In the long run, these factors inflated the prices of real estate and other sectors but failed to contribute to the future viability of the country. "With the financial crisis and the national debt crisis that followed, economic policy got into crisis mode, and it never emerged from it again," says DZ chief economist Holstein. Policy, he explains, was geared towards countering crises and maintaining the status quo. "The goal of remaining competitive fell to the background, as did issues concerning the future."

In the traditional field of manufacturing, the situation deteriorated significantly. The Institut der Deutschen Wirtschaft (IW), which regularly measures and compares the competitiveness of industries in different countries, recently concluded that German companies have lost many of the advantages they had gained.

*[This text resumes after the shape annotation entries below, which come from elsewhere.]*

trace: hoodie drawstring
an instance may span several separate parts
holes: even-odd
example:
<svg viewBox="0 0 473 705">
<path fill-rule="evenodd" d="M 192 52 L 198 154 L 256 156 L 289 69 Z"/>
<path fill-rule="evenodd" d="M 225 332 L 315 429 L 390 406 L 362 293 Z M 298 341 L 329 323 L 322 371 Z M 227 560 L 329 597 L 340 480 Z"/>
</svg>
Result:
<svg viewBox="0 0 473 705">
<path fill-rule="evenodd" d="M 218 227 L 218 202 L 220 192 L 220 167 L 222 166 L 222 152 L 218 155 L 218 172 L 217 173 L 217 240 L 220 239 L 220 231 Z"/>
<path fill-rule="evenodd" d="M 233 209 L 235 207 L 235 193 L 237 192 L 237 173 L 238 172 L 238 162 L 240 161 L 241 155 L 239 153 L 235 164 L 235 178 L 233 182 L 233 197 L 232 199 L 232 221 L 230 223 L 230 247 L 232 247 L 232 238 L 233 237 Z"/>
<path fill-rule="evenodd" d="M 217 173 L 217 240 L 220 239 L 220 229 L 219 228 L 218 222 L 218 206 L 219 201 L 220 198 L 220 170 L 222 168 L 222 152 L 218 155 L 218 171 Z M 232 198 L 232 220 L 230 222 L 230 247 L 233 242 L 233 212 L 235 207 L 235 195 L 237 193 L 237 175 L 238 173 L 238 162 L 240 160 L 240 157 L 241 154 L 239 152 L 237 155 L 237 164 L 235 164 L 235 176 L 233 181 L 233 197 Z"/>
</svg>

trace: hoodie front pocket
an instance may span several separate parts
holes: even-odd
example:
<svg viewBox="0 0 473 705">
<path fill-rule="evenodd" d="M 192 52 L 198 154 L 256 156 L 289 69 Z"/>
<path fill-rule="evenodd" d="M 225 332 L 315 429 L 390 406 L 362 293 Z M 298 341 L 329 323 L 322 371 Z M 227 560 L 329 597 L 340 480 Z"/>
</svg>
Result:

The high level of productivity, which used to be one of the country's strengths, faltered in the years before the pandemic.

Kooths, of IfW Kiel, points out that private investment in the German economy has declined in recent years, while the "government quota" in the economy, which describes the amount of government expenditure against the GDP, grew significantly during Merkel's tenure, from 43.5% in 2005 to 46.5% in 2019. Kooths concludes that: "Overall, the state's influence on economic activity has increased significantly."

Another very crucial aspect of competitiveness, at least from the point of view of skilled workers and companies, has been neglected by German politics for years: taxes and social contributions. The country has among the highest taxes on income in Europe, and corporate taxes are also hardly as high as in Germany anywhere in the industrialized world. "In the long run, high tax rates always come at the expense of economic dynamism and can even prevent new companies from being set up," warns Kooths.

Startups can renew an economy and lay the foundation for future prosperity. Between the year 2000 and the Covid-19 crisis, fewer and fewer new companies were created every year. Economists from left to right are unanimous: Angela Merkel is leaving behind a country with considerable need for reform.